You’ve mentioned this a few times. What special methods do you mean?

Adding __getitem__ manually is certainly the straightforward workaround, and it’s what I do today. The proposal isn’t meant to replace that option — it’s simply trying to make delegation patterns a bit less repetitive in cases where a proxy already forwards all other behavior.

That’s why I see this as a very small, localized enhancement rather than a large semantic change. It affects only the narrow error path where Python would otherwise raise TypeError, and doesn’t alter the general special-method model.

I don’t consider this a limitation, and I don’t consider the proposal an improvement. I don’t think instance attributes should change the behaviour of a class in this way. I think it would prove more confusing for different instances of the same class to behave differently and I don’t think __getitem__ should be special cased as a special method that works if set on instances.

I understand your perspective, and it’s reasonable to prefer that instance attributes not influence class-level behavior. The way I see this proposal, though, is closer to a small piece of syntactic sugar rather than a shift in semantics. It doesn’t change the behavior of classes that already define __getitem__, nor does it require different instances to behave differently unless the class itself has chosen to delegate behavior through __getattr__.

In practice, it simply removes a bit of boilerplate for proxy-like patterns where the class already forward-delegates everything else. For these cases, the fallback avoids forcing the author to re-write a method whose logic they’ve already delegated.

So it’s not meant to redefine how classes behave — just to make a specific, intentional pattern a little less repetitive.

But your proxy doesn’t forward all other behavior:

class Proxy:
    def __init__(self, target):
        self.target = target

    def __getattr__(self, name):
        return getattr(self.target, name)

p = Proxy("Hello, World!")
print(len(p))

gives:

Traceback (most recent call last):
  File "/tmp/proxy.py", line 10, in <module>
    print(len(p))
          ^^^^^^
TypeError: object of type 'Proxy' has no len()

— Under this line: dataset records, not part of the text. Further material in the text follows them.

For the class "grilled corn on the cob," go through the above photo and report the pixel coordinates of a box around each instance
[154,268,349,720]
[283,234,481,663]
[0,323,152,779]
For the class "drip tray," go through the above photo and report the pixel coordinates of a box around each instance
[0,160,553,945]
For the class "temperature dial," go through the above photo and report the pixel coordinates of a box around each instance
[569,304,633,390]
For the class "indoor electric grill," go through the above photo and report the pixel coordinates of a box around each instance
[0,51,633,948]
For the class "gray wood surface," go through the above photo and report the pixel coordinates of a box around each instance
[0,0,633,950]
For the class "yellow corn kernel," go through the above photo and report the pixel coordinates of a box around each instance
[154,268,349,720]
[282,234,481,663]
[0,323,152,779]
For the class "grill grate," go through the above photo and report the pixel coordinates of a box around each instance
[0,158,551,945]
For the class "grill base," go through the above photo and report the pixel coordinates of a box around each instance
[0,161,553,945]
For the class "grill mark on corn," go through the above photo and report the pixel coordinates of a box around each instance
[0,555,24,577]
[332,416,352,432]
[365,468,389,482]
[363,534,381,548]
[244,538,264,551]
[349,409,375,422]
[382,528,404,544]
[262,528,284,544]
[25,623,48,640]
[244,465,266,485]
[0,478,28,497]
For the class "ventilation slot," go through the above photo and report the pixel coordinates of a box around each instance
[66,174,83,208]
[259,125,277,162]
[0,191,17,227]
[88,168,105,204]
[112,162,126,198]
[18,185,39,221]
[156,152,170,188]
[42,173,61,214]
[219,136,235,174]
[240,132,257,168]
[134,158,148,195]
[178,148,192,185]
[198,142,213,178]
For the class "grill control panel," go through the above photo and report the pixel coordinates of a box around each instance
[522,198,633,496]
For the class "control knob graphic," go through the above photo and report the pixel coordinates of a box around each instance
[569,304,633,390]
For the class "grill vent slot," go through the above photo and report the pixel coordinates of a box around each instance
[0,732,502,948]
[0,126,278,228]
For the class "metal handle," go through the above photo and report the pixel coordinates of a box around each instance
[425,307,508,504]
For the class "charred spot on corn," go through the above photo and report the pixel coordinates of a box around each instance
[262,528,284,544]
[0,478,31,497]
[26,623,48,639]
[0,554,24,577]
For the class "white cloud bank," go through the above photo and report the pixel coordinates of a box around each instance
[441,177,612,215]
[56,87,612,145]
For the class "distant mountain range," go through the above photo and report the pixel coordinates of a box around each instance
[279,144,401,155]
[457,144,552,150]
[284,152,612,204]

You’re right! I haven’t generalized this behavior to other special methods. At this point I’m only exploring the idea for __getitem__, and trying to understand whether the concept makes sense at all, what the use cases look like, and what risks it might introduce.

That’s why I’m asking for feedback now: to gather perspectives and identify any potential issues before considering whether this should extend further or stay narrowly scoped. And if it turns out that the idea is viable and safe, I would look into applying the same approach to other special methods where it makes sense.

You’ve gotten a good amount of feedback so far. You’d have to explain why __getitem__ should behave differently than other special methods. You’ve said this will make it behave more like other special methods, but it won’t. It will make it behave differently.